I know it helped me a lot to start this way...
I was the complete opposite of Dave, as I wanted to paint my bike, and so practiced on an old tank, figuring if I could work on a hard surface I could work on anything. Took me a long time to learn (and still learning lol) so maybe Dave's way is better - though I am a slow learner anyway. But practice is key! Do it til you don't have to think about it.

Even now I find I am putting a bit of pressure on myself at times, and always have a piece of paper next to what Im doing to doodle on and get relaxed again. Whatever you need to do is good. As long as there is paint going through the brush you are moving forward
I have posted some nice looking pieces but I'm still learning basic control, I have years to go before I get the super smooth lines of a decent artist like Craig Fraser! But I practice nearly everyday to help that dream come to fruition :) I solely practice on paper.

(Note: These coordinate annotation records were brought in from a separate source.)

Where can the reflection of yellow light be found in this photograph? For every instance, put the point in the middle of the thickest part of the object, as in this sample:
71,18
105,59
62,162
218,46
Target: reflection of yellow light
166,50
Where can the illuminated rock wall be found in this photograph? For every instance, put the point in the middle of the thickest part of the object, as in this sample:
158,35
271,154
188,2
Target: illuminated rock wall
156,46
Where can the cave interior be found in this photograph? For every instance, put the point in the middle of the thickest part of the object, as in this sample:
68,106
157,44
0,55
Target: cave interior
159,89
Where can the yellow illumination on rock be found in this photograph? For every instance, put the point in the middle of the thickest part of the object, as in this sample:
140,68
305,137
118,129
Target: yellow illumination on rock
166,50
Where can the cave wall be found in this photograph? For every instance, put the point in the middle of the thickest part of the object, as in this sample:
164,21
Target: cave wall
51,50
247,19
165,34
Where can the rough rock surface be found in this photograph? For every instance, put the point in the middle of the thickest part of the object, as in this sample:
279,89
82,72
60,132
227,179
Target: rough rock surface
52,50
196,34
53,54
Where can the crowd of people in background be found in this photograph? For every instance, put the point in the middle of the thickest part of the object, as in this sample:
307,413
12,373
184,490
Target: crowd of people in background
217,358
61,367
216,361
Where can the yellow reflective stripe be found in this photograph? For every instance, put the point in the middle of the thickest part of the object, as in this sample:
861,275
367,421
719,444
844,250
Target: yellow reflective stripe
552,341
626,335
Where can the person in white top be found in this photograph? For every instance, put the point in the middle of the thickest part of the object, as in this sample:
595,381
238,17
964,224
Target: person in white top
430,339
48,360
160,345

I started out doing ink on paper and thought it was really good. Now I would look at it and think Holy Crap that sucks. I was new and there was no one around to ask. I started buying airbrush digest magazine and saw an artist named Mark Rush and I was captivated at the beautiful beach scenes he did. So I called his shop in Florida and asked what he used and then ordered paints, got a better airbrush and some t-shirts. After two years of painting shirts I sent some pictures of my airbrush work to Mark and he hired me to paint in Ft Walton. Talk about crash course. I had to learn quick or starve. The wife got homesick and wanted to come back to New York and I have airbrushing here ever since. I read I look and try to find videos to help if I can. I have painted on everything and anything.